Jan Müggenburg already realised during his studies that a look into the past is indispensable for a better understanding of the present. The rapid development of technical progress continually raises supposedly new questions that are hotly debated in the arts pages, for example. But many of these questions had already been asked - and answered - long ago in the course of the history of technology: "I found it unsatisfactory to chase after current phenomena and wring superficial interpretations out of them without really understanding where certain developments actually come from," says Müggenburg. After his master's thesis, the media scientist devoted himself to his doctoral project on the "Biological Computer Laboratory" in a graduate college at the University of Vienna from 2006 onwards and found out that artificial intelligence - both then and now - is closely linked to the question of human perception. The laboratory at the University of Illinois began experimenting with so-called biological computers as early as the 1960s, in the context of cybernetics and modelled on nature. "That's where they coined the term bionics, which we still use today," he explains. The machines that emerged from the experiments were supposed to be far ahead of the technical state of the art at the time. But: "Some of these biological computers did not actually do what their designers claimed they could do," says Müggenburg, "they merely gave the impression that they could. They were designed to be perceived as intelligent by humans. This is also true of today's AI research." Whether the machines are really intelligent or not: much more important, he says, is whether they are perceived to be intelligent. "You can create this perception with all kinds of rhetorical and technical means," says Müggenburg.

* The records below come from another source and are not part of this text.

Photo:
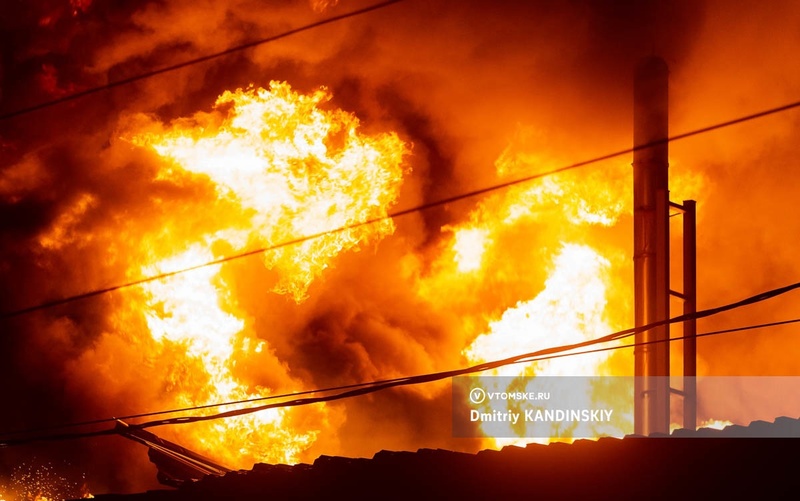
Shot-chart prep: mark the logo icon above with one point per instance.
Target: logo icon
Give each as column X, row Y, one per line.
column 477, row 395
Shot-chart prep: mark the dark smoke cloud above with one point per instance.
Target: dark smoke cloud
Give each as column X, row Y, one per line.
column 459, row 80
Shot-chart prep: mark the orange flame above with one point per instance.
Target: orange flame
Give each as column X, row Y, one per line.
column 283, row 168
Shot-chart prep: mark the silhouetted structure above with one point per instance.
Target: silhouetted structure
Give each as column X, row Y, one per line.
column 707, row 464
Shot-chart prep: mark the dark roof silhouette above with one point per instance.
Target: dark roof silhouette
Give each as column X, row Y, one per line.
column 761, row 458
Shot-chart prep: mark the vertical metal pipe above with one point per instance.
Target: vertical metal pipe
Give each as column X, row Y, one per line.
column 651, row 244
column 690, row 307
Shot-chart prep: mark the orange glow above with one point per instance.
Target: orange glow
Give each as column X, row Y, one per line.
column 285, row 168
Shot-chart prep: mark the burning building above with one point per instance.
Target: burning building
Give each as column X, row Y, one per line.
column 287, row 176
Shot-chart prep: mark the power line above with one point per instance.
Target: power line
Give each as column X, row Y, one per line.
column 191, row 62
column 396, row 214
column 371, row 383
column 358, row 389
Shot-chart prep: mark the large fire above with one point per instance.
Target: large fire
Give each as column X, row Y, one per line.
column 285, row 168
column 96, row 193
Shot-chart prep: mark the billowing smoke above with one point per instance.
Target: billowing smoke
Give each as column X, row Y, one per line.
column 477, row 90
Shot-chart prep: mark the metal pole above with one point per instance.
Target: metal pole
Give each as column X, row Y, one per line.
column 651, row 245
column 689, row 308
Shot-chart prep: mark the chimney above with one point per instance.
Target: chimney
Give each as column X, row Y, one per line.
column 651, row 244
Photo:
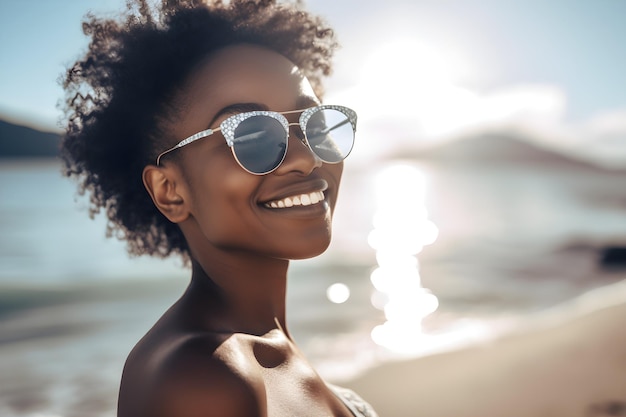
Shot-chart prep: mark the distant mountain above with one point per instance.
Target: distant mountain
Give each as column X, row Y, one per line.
column 24, row 142
column 501, row 149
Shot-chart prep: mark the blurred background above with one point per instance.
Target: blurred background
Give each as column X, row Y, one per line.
column 487, row 185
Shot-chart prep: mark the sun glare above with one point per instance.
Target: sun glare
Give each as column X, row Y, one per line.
column 401, row 230
column 415, row 84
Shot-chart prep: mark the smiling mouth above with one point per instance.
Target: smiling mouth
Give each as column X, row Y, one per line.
column 307, row 199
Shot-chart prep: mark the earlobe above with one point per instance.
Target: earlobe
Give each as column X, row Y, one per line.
column 161, row 184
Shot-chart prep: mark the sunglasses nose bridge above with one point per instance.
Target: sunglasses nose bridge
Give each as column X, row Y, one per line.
column 296, row 130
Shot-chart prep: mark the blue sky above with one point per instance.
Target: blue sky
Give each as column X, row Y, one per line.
column 566, row 54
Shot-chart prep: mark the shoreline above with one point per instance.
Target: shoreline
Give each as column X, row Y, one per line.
column 567, row 361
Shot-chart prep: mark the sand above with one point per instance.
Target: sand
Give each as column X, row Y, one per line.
column 569, row 361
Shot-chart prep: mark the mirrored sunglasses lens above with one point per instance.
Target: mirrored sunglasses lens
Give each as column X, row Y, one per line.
column 330, row 135
column 260, row 143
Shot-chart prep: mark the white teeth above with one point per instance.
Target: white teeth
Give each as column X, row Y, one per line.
column 297, row 200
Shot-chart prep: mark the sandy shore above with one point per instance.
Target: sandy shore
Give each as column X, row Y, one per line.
column 569, row 361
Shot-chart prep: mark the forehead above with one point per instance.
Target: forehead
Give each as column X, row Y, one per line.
column 248, row 74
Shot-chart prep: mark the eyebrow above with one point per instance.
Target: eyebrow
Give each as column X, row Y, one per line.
column 237, row 108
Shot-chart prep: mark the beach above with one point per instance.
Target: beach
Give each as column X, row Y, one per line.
column 513, row 250
column 569, row 361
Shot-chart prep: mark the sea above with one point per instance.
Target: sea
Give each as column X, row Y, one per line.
column 425, row 257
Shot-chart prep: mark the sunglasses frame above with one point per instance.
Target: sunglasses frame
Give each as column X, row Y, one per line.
column 228, row 126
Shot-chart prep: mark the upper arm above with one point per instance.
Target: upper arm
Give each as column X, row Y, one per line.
column 194, row 381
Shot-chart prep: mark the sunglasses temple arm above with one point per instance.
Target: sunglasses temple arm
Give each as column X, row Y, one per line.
column 328, row 129
column 187, row 141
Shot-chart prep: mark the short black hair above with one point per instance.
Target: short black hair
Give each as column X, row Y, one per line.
column 120, row 94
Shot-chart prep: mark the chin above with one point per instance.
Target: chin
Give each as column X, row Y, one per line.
column 310, row 250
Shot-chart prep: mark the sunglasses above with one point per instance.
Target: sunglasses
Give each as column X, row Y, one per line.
column 259, row 139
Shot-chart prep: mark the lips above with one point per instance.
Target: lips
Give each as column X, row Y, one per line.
column 306, row 199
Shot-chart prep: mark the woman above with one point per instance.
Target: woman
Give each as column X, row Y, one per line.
column 214, row 110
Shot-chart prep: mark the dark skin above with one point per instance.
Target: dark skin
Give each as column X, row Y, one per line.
column 224, row 349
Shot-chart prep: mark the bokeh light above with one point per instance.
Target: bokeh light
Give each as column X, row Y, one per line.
column 338, row 293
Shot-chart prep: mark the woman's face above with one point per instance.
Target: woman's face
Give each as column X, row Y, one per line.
column 229, row 207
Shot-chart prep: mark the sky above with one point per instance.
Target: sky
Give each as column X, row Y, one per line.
column 421, row 69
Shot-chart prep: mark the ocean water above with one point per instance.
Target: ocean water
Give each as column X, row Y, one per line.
column 431, row 255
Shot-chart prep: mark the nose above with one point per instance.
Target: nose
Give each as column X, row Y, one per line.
column 300, row 158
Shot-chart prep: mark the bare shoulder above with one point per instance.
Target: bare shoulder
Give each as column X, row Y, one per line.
column 191, row 375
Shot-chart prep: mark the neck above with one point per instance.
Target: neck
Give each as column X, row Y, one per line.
column 240, row 292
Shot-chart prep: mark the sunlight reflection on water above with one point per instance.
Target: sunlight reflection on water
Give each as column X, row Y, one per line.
column 401, row 230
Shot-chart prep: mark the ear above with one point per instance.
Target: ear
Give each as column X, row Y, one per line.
column 165, row 191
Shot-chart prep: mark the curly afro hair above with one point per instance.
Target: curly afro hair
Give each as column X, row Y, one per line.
column 120, row 95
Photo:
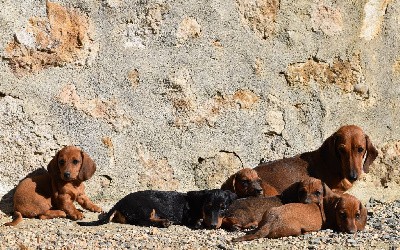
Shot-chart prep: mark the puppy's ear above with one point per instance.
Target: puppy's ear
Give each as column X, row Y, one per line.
column 360, row 223
column 291, row 194
column 88, row 167
column 229, row 184
column 52, row 167
column 372, row 153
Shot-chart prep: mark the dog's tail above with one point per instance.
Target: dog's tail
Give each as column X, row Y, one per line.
column 17, row 219
column 104, row 220
column 260, row 233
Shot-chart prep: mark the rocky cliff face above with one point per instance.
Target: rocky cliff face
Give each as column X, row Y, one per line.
column 178, row 95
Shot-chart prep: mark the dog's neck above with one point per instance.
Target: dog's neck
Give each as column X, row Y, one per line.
column 329, row 206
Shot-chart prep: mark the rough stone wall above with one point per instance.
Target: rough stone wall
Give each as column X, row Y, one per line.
column 178, row 95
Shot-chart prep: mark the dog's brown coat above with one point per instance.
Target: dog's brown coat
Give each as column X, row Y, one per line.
column 51, row 195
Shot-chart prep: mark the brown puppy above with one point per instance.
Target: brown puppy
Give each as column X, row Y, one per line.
column 343, row 213
column 338, row 162
column 246, row 183
column 51, row 195
column 247, row 213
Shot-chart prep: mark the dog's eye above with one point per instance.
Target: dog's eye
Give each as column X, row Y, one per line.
column 245, row 182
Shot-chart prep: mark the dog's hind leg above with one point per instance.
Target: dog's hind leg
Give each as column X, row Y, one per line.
column 17, row 219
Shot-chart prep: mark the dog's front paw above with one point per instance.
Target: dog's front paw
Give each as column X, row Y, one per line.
column 76, row 215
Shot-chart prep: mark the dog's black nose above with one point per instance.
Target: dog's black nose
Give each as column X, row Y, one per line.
column 67, row 175
column 352, row 231
column 353, row 176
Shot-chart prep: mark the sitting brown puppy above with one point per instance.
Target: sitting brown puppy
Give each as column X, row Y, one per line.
column 246, row 183
column 248, row 212
column 340, row 161
column 51, row 195
column 343, row 213
column 163, row 208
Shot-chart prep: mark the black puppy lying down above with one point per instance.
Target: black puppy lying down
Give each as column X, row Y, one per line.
column 163, row 208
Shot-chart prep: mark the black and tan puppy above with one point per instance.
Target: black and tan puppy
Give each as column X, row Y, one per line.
column 247, row 213
column 163, row 208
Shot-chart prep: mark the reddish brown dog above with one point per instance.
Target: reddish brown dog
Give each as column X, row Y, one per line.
column 246, row 183
column 247, row 213
column 343, row 213
column 338, row 162
column 52, row 195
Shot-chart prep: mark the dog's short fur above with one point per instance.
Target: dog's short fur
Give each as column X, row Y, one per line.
column 163, row 208
column 52, row 194
column 247, row 213
column 343, row 213
column 340, row 161
column 246, row 183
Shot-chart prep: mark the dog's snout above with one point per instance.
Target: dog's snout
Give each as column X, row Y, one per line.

What exactly such means can be and how to use them is what students learn - among many other contents - in the Bachelor's programme Digital Media. Jan Müggenburg is the programme director of the major. At the end of their studies, its graduates should have two things to take with them: Both a well-founded and reflected understanding of the history and present of digital cultures and the creative "tools of the trade" to make a positive contribution to that world themselves. "I hope that through the course we make a difference in that the students know that what they are doing has a history and is embedded in complex social contexts. These are insights that you don't get in a pure computer science degree," says Müggenburg. The media scientist pleads for "that little spark of optimism" when it comes to shaping the digital world in the future. "By now it should be clear to everyone that digital media will not automatically lead us to a new heyday of democracy, as many still predicted in the 1990s," says Müggenburg. He hopes that students will nevertheless not retreat into the purely humanities-analytical, capitalism- and technology-critical corner, where one has the means to recognise problems in the digital world, but not the means to change anything about them. Instead, he hopes that they will combine both skills after graduation and thus actively contribute to making digital cultures at least a bit more liveable space than they are right now - as reflective leaders in the media world who are sensitive to the history of digital cultures.